Often times, consulting projects are only the beginning of a relationship between a consultant and a ministry. Most churches who hire consultants are facing challenges, goals, or missions that are complex, multi-layered, and impact numerous people regardless of the size of the church itself. A mistake a consultant can make when helping a church is trying to do much in too short a time, trying to tackle all of the subsystems of a church by going deep as well as wide. This can be done to an extent, however, unless a consultant is being brought in for a specific project, the best a consultant can offer is a clear overview of the challenges being faced with some broad stroke initiatives that can serve as a starting point of change (Greiner & Poulfelt, 2010).
The goal of every consultant should be to go deeper rather than wider if the goal is to truly help ministry leaders be effective in their God-given vision and mission. Block (2011) suggests starting with the question, “What do we want to create together?”. First, this begins the process at a point of relationship. Consultants are not supposed to be saviors who float into the situation, throw around jargon, charts, and ideas, and then float out with no concern for implementation success.

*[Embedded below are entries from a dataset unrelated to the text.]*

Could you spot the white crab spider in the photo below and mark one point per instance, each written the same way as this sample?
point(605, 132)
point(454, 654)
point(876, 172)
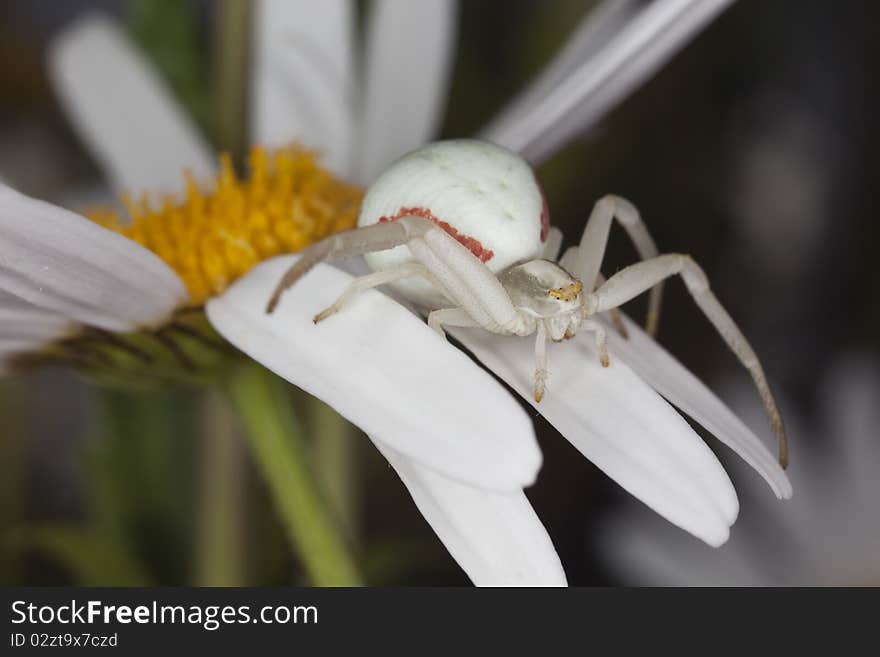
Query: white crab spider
point(460, 228)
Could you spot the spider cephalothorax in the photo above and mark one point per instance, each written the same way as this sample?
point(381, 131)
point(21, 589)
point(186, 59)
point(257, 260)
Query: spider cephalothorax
point(459, 228)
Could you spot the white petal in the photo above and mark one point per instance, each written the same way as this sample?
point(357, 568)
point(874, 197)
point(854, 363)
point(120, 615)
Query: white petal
point(21, 321)
point(302, 86)
point(409, 50)
point(382, 368)
point(123, 111)
point(495, 537)
point(602, 80)
point(62, 262)
point(672, 380)
point(641, 552)
point(593, 33)
point(553, 244)
point(614, 419)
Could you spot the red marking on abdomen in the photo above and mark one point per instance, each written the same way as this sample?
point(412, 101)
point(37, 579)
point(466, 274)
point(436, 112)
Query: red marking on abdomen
point(471, 244)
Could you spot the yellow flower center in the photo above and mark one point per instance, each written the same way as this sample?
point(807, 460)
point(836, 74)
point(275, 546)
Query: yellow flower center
point(211, 238)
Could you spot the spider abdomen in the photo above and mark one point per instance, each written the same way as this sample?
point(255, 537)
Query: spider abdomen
point(484, 196)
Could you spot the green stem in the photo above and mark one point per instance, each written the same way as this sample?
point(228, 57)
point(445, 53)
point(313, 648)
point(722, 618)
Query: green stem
point(221, 519)
point(280, 453)
point(231, 62)
point(335, 455)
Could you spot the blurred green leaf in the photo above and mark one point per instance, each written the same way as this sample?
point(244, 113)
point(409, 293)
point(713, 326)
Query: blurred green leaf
point(139, 464)
point(89, 558)
point(168, 32)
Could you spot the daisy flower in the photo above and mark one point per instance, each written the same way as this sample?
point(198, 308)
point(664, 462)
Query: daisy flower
point(829, 535)
point(116, 296)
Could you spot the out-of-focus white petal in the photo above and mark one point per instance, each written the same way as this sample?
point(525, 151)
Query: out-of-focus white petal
point(62, 262)
point(582, 97)
point(302, 87)
point(618, 422)
point(594, 32)
point(553, 244)
point(640, 551)
point(383, 369)
point(123, 111)
point(22, 321)
point(409, 51)
point(675, 382)
point(495, 537)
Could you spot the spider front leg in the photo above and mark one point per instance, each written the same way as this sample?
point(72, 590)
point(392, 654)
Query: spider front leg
point(595, 239)
point(363, 283)
point(635, 279)
point(376, 237)
point(437, 319)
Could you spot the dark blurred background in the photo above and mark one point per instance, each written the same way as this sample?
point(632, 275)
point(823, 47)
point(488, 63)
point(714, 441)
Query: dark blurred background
point(752, 150)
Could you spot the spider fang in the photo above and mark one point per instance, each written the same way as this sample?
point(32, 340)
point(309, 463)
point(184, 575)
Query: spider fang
point(568, 292)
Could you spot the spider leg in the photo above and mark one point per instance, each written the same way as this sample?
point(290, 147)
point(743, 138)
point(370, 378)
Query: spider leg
point(437, 319)
point(376, 237)
point(569, 262)
point(369, 281)
point(635, 279)
point(595, 238)
point(540, 361)
point(465, 280)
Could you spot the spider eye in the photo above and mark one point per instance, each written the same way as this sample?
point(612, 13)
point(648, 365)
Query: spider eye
point(567, 292)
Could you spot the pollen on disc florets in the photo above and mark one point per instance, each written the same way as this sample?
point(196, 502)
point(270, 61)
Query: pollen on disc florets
point(210, 238)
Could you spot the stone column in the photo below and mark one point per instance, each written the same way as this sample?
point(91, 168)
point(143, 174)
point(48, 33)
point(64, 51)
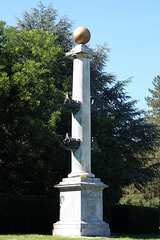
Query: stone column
point(81, 120)
point(81, 194)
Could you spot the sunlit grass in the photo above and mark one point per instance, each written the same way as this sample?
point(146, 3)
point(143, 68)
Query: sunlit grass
point(49, 237)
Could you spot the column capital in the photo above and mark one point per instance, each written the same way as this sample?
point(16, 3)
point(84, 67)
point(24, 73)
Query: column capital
point(81, 49)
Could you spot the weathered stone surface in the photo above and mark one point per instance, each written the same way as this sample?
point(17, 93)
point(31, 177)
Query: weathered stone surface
point(81, 208)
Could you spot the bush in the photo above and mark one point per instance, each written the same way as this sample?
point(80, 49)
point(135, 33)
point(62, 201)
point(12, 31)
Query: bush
point(27, 214)
point(134, 220)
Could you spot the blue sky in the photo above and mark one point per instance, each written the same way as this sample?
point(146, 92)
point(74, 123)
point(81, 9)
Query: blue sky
point(131, 29)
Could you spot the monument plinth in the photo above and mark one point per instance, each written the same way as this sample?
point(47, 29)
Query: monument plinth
point(81, 194)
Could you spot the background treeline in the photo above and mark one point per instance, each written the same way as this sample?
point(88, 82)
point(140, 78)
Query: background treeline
point(35, 75)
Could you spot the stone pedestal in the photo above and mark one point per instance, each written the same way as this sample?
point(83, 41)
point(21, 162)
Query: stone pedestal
point(81, 208)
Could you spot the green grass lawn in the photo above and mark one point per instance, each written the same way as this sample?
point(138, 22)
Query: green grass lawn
point(47, 237)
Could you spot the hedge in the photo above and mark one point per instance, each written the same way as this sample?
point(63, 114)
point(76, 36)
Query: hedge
point(27, 214)
point(134, 220)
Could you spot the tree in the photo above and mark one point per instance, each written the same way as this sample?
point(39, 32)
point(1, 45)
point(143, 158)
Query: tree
point(35, 77)
point(31, 90)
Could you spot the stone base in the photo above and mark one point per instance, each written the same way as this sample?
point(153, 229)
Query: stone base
point(81, 208)
point(80, 229)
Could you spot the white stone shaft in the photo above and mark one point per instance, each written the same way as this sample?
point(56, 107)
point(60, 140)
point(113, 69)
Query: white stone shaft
point(81, 121)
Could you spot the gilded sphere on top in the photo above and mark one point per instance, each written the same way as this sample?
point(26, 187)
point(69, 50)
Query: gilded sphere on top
point(81, 35)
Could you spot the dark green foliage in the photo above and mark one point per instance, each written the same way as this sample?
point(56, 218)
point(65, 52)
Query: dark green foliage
point(134, 220)
point(35, 76)
point(27, 214)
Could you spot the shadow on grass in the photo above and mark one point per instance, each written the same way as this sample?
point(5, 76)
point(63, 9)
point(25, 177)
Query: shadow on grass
point(130, 236)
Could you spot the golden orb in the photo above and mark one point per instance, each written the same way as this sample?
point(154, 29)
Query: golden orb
point(81, 35)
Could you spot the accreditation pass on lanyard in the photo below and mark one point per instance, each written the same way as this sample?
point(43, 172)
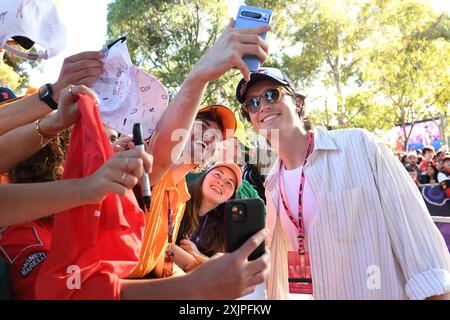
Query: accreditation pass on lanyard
point(299, 266)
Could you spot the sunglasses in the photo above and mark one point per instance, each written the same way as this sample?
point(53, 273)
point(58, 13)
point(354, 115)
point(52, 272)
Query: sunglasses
point(270, 96)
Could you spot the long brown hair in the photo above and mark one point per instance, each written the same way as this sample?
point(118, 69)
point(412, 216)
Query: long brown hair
point(45, 165)
point(216, 218)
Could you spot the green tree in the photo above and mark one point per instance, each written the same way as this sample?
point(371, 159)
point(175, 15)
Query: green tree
point(13, 71)
point(318, 41)
point(406, 60)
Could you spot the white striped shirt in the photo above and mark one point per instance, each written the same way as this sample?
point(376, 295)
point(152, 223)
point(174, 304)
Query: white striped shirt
point(373, 237)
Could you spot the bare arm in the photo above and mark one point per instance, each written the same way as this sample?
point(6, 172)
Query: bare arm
point(20, 203)
point(82, 68)
point(224, 55)
point(21, 143)
point(227, 277)
point(184, 259)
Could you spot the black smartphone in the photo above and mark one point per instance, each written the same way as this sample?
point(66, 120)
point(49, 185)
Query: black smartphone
point(244, 218)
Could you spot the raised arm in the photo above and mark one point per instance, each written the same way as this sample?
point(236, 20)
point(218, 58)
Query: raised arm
point(19, 144)
point(82, 68)
point(224, 55)
point(20, 203)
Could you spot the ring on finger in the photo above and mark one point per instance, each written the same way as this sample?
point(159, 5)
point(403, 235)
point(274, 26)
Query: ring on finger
point(122, 178)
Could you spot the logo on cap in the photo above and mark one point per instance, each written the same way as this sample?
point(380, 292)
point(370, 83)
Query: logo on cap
point(243, 88)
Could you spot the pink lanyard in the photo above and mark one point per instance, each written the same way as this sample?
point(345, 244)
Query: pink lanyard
point(169, 218)
point(300, 224)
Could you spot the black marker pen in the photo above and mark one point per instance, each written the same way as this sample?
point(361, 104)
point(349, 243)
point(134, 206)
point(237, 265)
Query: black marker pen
point(145, 183)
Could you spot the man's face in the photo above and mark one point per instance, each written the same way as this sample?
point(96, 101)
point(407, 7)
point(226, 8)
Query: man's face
point(428, 155)
point(446, 165)
point(277, 115)
point(412, 160)
point(205, 135)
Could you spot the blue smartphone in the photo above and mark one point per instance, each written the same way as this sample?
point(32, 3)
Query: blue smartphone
point(251, 17)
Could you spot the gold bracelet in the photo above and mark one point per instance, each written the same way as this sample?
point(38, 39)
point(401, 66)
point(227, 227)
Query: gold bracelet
point(41, 134)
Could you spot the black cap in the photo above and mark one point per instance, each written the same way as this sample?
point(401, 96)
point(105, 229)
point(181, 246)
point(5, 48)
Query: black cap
point(6, 94)
point(273, 74)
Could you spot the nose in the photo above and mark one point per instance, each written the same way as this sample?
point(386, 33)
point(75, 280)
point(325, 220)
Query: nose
point(264, 106)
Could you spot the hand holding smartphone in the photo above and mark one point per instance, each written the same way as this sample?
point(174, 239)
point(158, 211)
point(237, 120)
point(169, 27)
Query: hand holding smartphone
point(243, 219)
point(251, 17)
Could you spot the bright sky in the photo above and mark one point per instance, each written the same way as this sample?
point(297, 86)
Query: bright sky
point(85, 21)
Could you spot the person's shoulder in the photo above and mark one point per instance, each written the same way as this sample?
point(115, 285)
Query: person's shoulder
point(351, 136)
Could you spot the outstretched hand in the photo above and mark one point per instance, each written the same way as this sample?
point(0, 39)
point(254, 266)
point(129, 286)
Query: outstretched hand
point(228, 51)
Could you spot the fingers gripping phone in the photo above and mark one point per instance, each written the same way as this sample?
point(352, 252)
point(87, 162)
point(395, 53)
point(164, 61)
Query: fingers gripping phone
point(244, 218)
point(251, 17)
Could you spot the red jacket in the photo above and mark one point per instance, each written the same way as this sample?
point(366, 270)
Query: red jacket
point(95, 245)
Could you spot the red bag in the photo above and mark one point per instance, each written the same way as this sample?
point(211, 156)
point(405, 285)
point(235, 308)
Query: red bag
point(93, 246)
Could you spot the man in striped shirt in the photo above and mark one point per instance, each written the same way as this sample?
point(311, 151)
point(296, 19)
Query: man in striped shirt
point(341, 205)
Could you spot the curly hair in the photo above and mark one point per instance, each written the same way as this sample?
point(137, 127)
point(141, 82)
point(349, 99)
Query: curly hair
point(45, 165)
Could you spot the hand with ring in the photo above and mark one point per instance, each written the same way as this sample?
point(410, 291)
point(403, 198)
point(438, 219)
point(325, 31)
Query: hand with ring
point(119, 174)
point(67, 113)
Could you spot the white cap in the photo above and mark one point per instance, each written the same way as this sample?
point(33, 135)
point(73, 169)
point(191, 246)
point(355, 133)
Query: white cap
point(127, 94)
point(37, 21)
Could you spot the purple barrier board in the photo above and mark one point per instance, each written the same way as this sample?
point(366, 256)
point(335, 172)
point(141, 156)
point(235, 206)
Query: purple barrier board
point(436, 200)
point(444, 228)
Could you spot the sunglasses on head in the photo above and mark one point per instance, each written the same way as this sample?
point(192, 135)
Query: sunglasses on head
point(270, 96)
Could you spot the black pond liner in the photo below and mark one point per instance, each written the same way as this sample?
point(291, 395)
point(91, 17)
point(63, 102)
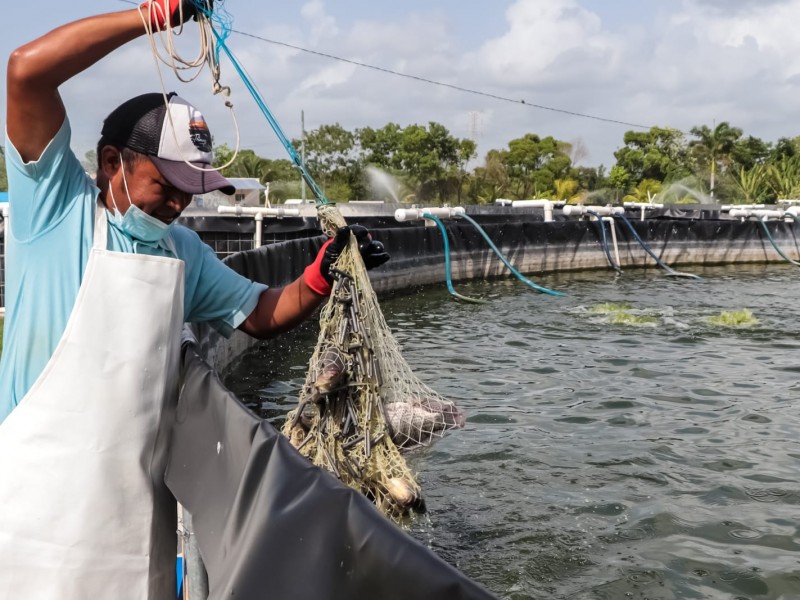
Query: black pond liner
point(268, 523)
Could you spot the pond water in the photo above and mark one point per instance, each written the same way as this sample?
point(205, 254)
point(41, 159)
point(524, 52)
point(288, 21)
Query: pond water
point(619, 442)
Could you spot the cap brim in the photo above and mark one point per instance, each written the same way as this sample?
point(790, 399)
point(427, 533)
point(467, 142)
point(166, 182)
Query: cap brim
point(195, 178)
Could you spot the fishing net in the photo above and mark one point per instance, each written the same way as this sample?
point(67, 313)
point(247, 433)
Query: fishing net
point(361, 407)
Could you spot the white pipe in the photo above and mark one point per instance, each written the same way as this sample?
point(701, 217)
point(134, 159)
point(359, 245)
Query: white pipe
point(415, 214)
point(252, 211)
point(612, 220)
point(603, 211)
point(643, 206)
point(259, 219)
point(729, 207)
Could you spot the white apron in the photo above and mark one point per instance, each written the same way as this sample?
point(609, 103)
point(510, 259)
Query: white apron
point(84, 513)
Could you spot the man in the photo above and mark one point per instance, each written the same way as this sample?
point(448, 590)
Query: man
point(98, 284)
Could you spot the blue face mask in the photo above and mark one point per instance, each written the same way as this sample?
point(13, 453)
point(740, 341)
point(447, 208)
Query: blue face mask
point(137, 223)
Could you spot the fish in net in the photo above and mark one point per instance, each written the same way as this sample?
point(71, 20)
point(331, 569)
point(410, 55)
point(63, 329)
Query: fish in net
point(361, 407)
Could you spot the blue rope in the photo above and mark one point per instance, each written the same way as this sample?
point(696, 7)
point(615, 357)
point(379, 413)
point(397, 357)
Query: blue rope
point(605, 240)
point(447, 269)
point(518, 275)
point(670, 271)
point(774, 245)
point(262, 105)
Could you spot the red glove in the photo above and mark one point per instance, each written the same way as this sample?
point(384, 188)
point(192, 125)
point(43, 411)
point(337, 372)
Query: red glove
point(178, 11)
point(317, 274)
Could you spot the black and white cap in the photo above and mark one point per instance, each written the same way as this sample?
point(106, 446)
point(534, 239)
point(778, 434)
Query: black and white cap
point(171, 135)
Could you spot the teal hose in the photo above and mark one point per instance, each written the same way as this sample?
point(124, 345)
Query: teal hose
point(605, 240)
point(774, 245)
point(448, 272)
point(516, 273)
point(670, 271)
point(262, 105)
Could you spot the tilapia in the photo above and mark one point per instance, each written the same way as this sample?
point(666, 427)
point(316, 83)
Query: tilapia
point(331, 373)
point(331, 370)
point(416, 423)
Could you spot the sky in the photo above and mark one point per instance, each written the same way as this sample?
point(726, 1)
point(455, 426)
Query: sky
point(668, 63)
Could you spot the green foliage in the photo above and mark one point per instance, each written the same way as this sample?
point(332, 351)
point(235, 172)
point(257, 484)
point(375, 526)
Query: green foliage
point(658, 154)
point(646, 191)
point(753, 185)
point(783, 177)
point(619, 178)
point(714, 149)
point(432, 166)
point(533, 164)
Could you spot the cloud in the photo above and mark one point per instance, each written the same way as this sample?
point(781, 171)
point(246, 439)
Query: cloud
point(691, 62)
point(547, 41)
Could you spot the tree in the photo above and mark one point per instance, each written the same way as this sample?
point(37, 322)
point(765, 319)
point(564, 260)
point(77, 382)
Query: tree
point(784, 178)
point(645, 191)
point(533, 164)
point(715, 146)
point(379, 146)
point(658, 154)
point(619, 179)
point(753, 184)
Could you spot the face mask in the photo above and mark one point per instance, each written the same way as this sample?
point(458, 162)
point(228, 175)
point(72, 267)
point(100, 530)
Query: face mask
point(137, 223)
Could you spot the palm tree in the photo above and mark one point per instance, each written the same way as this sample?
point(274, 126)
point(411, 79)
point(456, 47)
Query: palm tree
point(753, 184)
point(716, 145)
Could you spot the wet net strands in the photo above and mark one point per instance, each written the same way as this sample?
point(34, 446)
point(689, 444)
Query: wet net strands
point(361, 405)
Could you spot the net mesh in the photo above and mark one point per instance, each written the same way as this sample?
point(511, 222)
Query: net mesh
point(361, 407)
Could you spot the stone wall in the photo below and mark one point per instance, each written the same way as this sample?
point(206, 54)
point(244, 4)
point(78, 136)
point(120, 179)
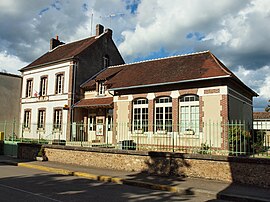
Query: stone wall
point(28, 151)
point(231, 169)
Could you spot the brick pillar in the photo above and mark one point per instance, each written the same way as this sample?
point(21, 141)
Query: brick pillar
point(175, 114)
point(151, 115)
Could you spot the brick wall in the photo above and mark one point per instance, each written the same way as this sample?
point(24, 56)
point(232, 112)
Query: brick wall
point(222, 168)
point(28, 151)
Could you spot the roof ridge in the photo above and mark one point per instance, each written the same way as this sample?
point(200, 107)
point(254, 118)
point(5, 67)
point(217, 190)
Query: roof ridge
point(71, 43)
point(156, 59)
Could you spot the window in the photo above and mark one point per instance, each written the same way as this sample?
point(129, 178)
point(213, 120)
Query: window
point(57, 119)
point(41, 119)
point(163, 115)
point(101, 88)
point(106, 61)
point(189, 114)
point(92, 123)
point(29, 87)
point(109, 123)
point(43, 86)
point(59, 84)
point(140, 115)
point(26, 119)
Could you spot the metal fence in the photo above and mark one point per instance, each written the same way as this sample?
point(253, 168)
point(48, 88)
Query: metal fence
point(213, 138)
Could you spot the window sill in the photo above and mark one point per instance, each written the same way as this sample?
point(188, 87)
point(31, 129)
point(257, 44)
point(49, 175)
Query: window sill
point(139, 135)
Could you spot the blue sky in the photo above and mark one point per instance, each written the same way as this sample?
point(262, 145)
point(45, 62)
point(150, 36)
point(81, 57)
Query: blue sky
point(236, 31)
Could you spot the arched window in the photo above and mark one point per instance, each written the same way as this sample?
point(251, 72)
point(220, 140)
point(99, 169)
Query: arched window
point(163, 115)
point(140, 115)
point(189, 114)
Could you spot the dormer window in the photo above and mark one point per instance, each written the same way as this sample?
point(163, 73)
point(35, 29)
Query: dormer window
point(101, 88)
point(106, 61)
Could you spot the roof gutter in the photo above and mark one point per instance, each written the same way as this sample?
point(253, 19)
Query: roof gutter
point(48, 63)
point(168, 83)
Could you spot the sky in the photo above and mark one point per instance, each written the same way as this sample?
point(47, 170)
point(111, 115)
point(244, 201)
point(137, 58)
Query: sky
point(235, 31)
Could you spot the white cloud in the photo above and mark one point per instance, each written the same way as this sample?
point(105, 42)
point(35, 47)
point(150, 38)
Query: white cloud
point(10, 63)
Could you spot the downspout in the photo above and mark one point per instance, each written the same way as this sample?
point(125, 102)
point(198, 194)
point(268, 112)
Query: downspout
point(74, 72)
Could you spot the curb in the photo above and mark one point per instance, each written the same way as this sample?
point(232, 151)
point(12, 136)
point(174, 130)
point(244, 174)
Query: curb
point(148, 185)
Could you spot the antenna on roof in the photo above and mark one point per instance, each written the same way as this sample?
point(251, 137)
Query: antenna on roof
point(112, 15)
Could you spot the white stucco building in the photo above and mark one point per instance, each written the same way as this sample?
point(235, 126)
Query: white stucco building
point(50, 85)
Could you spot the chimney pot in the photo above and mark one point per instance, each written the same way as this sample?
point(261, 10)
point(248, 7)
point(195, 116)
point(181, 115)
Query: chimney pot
point(99, 29)
point(55, 42)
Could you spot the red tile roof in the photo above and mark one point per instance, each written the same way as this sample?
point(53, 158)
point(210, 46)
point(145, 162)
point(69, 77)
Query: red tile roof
point(261, 115)
point(105, 74)
point(190, 67)
point(106, 102)
point(62, 52)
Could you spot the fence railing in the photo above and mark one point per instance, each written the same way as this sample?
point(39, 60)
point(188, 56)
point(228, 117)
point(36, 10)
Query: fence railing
point(213, 138)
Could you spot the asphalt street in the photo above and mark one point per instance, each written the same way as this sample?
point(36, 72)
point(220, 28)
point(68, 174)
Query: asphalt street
point(24, 184)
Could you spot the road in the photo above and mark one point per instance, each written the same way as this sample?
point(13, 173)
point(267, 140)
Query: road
point(23, 184)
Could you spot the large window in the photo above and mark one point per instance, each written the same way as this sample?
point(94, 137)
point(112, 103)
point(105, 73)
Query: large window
point(163, 115)
point(101, 88)
point(59, 84)
point(43, 86)
point(57, 119)
point(92, 123)
point(27, 119)
point(29, 87)
point(41, 119)
point(140, 115)
point(189, 114)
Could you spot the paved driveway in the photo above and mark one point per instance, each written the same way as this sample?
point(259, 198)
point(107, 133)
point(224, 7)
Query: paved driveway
point(23, 184)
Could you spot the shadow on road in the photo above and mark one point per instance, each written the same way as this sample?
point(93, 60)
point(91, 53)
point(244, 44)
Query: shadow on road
point(45, 187)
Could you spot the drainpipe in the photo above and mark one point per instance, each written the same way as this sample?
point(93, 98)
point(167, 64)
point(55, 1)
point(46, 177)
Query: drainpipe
point(74, 71)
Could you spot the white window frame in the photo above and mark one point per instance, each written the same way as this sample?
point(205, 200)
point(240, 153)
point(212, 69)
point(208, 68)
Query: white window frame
point(43, 86)
point(101, 88)
point(141, 128)
point(59, 84)
point(57, 118)
point(165, 127)
point(106, 61)
point(27, 119)
point(190, 129)
point(92, 122)
point(29, 88)
point(41, 119)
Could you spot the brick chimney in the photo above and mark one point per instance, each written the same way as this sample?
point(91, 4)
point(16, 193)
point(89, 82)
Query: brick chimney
point(55, 42)
point(109, 31)
point(99, 29)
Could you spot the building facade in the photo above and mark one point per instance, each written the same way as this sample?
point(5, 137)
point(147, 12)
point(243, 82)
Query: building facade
point(181, 100)
point(51, 83)
point(10, 93)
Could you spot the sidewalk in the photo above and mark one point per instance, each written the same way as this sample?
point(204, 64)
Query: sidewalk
point(222, 190)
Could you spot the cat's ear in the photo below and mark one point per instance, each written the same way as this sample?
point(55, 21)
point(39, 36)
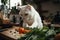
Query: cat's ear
point(28, 6)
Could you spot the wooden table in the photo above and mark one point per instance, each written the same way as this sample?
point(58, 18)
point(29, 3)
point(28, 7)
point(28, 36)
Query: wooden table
point(11, 35)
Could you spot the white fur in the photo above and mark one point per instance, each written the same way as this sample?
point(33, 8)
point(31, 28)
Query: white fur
point(37, 19)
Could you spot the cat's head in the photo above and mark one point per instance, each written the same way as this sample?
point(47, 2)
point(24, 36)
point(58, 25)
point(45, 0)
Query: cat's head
point(25, 11)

Consultants who truly care about the success of ministry leaders desire a relationship with their clients where breadth is addressed through multiple deep dives into the possibilities of the church’s vision and mission. So, initially, a consultant may give a broad overview report of big idea changes that need to be implemented, but for quality implementation, this should serve as an open door to follow-up conversation and consulting endeavors to dive deep into various challenges, initiatives, and projects that help ministry leaders successfully accomplish the Great Commission.
Block, P. (2011). Flawless consulting: a guide to getting your expertise used (3rd ed). San Francisco: Pfeiffer.
Greiner, L. E., & Poulfelt, F. (Eds.). (2010). Management consulting today and tomorrow: perspectives and advice from 27 leading world experts. New York: Routledge.